# Fine-Tune a Generative AI Model for Dialogue Summarization

Fine-tune FLAN-T5 model from Hugging Face for enhanced dialogue summarization. Full fine-tuning and Parameter Efficient Fine-Tuning (PEFT) will be explored and evaluated with ROUGE metrics.

In [1]:
from datasets import load_dataset
from transformers import AutoModelForSeq2SeqLM, AutoTokenizer, GenerationConfig, TrainingArguments, Trainer
import torch
import time
import evaluate
import pandas as pd
import numpy as np

  from .autonotebook import tqdm as notebook_tqdm
  warn(


In [2]:
hf_dataset_name = "knkarthick/dialogsum"
dataset = load_dataset(hf_dataset_name)
print(dataset)

DatasetDict({
    train: Dataset({
        features: ['id', 'dialogue', 'summary', 'topic'],
        num_rows: 12460
    })
    validation: Dataset({
        features: ['id', 'dialogue', 'summary', 'topic'],
        num_rows: 500
    })
    test: Dataset({
        features: ['id', 'dialogue', 'summary', 'topic'],
        num_rows: 1500
    })
})


In [3]:
model_name = "google/flan-t5-base"
# original_model = AutoModelForSeq2SeqLM.from_pretrained(model_name, torch_dtype=torch.bfloat16)
# original_model = AutoModelForSeq2SeqLM.from_pretrained(model_name).to('xpu')
original_model = AutoModelForSeq2SeqLM.from_pretrained(model_name, torch_dtype=torch.bfloat16).to('xpu')
tokenizer = AutoTokenizer.from_pretrained(model_name)
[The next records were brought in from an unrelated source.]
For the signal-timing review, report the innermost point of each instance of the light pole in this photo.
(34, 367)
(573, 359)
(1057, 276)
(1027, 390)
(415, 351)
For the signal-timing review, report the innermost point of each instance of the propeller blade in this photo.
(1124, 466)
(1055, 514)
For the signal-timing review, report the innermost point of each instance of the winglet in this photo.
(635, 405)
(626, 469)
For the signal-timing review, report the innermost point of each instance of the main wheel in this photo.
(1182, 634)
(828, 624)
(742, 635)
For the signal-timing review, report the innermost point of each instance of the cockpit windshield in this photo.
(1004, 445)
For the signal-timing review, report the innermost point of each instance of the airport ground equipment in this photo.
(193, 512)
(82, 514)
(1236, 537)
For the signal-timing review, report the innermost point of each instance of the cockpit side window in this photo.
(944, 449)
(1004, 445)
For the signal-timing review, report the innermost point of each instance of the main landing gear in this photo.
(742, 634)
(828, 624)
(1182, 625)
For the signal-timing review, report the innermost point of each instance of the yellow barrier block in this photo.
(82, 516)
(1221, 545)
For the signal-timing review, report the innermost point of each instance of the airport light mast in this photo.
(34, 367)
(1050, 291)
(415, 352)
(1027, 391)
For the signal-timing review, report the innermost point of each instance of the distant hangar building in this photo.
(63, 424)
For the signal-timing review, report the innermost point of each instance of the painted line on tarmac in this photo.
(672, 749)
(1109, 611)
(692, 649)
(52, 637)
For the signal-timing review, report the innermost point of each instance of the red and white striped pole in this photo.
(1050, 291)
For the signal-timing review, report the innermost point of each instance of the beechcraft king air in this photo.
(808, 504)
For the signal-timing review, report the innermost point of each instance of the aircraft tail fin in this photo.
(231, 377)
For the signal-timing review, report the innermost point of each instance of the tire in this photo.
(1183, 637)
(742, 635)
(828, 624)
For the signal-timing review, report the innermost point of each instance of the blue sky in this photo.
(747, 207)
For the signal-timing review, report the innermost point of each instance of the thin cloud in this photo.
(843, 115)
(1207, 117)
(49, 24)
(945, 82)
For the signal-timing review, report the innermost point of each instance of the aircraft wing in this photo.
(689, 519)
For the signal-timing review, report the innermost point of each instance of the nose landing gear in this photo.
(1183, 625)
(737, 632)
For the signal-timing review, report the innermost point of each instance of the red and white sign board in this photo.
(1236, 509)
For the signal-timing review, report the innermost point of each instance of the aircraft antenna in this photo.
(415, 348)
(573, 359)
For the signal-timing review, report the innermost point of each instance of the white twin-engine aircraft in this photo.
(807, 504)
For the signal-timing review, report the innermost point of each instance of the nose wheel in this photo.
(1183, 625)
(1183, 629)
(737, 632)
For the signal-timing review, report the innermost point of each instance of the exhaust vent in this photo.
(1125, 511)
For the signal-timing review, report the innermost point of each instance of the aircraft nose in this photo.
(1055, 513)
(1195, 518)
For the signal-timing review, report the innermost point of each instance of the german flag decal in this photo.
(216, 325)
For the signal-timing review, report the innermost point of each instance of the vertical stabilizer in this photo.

It is possible to pull out the number of model parameters and find out how many of them are trainable. The following function can be used to do that.

In [4]:
def print_number_of_trainable_model_parameters(model):
    trainable_model_params = 0
    all_model_params = 0

    for _, param in model.named_parameters():
        all_model_params += param.numel()
        if param.requires_grad:
            trainable_model_params += param.numel()
    
    return f"trainable model parameters: {trainable_model_params}\nall model parameters: {all_model_params}\npercentage of trainable model parameters {trainable_model_params/all_model_params * 100}%"

print(print_number_of_trainable_model_parameters(original_model)) 

trainable model parameters: 247577856
all model parameters: 247577856
percentage of trainable model parameters 100.0%


### 1.3 Test the Model with Zero Shot Inferencing

In [5]:
index = 200

dialogue = dataset["test"][index]["dialogue"]
summary = dataset["test"][index]["summary"]

prompt = f"""
Summarize the following conversation.

{dialogue}

Summary:
"""

output = tokenizer.decode(original_model.generate(tokenizer(prompt, return_tensors="pt")['input_ids'].to('xpu'), max_new_tokens=200)[0], skip_special_tokens=True)

dash_line = "-".join("" for i in range(50))
print(prompt)
print(dash_line)
print("Baseline Summary:\n", summary)
print(dash_line)
print("Model Generation - Zero Shot:\n", output)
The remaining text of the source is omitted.